Die Fahrt verläuft zunächst einmal ereignislos, jedenfalls in den ersten 23 Sekunden. Dann bleibt die Bahn auf offener Strecke zwischen Warschauer Straße und Ostkreuz stehen und eine Durchsage von „technischen Problemen“ verheißt nichts Gutes. Schlimmer noch, dass sich nur ganz kurz darauf herausgestellt hat, dass das Familiensystem auf dem Vierersitz neben mir, bestehend aus einem Satellitenelternpaar und einem Terror-Sören, hier ganz offensichtlich den größten Schaden vorzuweisen hat. Ich habe meine helle Freude damit, zu beobachten, wie der kleine Teufel durch das Abteil tobt und seinen Eltern auf der Nase herumtanzt. Ein Trauerspiel, wie die Eltern all dies über sich ergehen lassen und wie jedes Verbot als liebevoll formulierte Bitte an Klein Sören herangetragen wird. Sören denkt jedoch gar nicht daran, eine dieser Bitten auch nur in Ansätzen Folge zu leisten und anstatt nun eine Konsequenz folgen zu lassen, orientiert man sich eben an Sörens Bedürfnissen. „Oder möchtest Du doch lieber noch einmal durch den Wagen rennen?“. Ihr Kind darf sich eben frei entfalten, da muss man dann auch damit leben, dass der fünfjährige Junge zu seinem Vater „Chill mal, Alter!“ und zu seiner Mutter „Ist jetzt mal Ruhe im Karton?“ sagt. Wird sicher später mal ein wertvoller Teil der Gesellschaft, dieser Wildfang. Mit fantastisch ausgeprägten Sozialkompetenzen. Und immer in der Lage, sich in gewissen Situationen unterzuordnen und Kompromisse zu schließen, wenn es notwendig ist. Da bin ich optimistisch.

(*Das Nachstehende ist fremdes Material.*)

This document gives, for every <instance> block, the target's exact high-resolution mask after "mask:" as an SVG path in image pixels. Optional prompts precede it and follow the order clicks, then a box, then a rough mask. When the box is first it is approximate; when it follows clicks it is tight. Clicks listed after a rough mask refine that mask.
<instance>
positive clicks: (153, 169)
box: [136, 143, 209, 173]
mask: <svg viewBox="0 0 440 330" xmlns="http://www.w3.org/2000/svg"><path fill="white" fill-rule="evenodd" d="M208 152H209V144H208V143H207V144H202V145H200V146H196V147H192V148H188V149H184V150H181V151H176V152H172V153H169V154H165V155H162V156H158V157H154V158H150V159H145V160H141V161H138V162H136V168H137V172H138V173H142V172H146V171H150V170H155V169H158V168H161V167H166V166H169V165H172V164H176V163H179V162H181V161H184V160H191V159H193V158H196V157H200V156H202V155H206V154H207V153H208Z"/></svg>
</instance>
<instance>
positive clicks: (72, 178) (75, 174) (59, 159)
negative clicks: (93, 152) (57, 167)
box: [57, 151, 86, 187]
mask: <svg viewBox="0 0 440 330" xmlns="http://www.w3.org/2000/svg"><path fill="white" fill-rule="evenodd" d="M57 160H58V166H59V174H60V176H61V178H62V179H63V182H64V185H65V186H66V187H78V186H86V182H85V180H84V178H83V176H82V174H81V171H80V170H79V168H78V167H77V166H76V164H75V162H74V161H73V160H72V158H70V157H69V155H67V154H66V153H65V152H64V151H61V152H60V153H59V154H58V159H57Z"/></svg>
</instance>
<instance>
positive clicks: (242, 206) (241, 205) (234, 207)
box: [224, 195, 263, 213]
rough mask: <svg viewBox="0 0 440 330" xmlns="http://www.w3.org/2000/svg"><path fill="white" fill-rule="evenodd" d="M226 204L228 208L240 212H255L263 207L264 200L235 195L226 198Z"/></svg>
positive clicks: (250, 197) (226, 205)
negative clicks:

In der Zwischenzeit ist der „schadhafte Zug“ in Berlin-Lichtenberg ausgetauscht worden und ich habe mir einen Platz fernab der Sozialen Arbeit gesichert. So vergehen also auch die letzten 23 Sekunden der Fahrt ereignislos. Kurz darauf betrete ich das „Grillhaus Mahlsdorf“ und bestelle einen Döner mit Sucuk. Dies hat zur Folge, dass ich dem guten Mann erklären muss, was ich mit dieser Bestellung denn meine und er reagiert gleichermaßen überrascht wie begeistert: „Was? Sowas gibt’s auch?“. Jede Wette, dass das „Grillhaus Mahlsdorf“ schon bald auf den unaufhaltbaren Knoblauchwurstzug aufspringen wird. Noch aber kredenzt man 1500 Meter von der brandenburgischen Landesgrenze entfernt der Stadtrandbevölkerung ausschließlich Döner Kebap à la 1999. Nix mit gegrilltem Gemüse, kein Schafskäse und hau mir ab mit einem Spritzer Limette. Komm mal schön von deinem hohen Ross herunter, Innenstädter! Ich jedenfalls falle mit meinen Wünschen derart unangenehm auf, dass ich meinen Döner und das Berliner bezahlen muss, bevor ich auf der Terrasse Platz nehmen darf. Bis um 12.45 Uhr scheint mir hier die Sonne ins Gesicht und so lässt sich die kulinarische Zeitreise zurück in meine Jugend ganz gut aushalten.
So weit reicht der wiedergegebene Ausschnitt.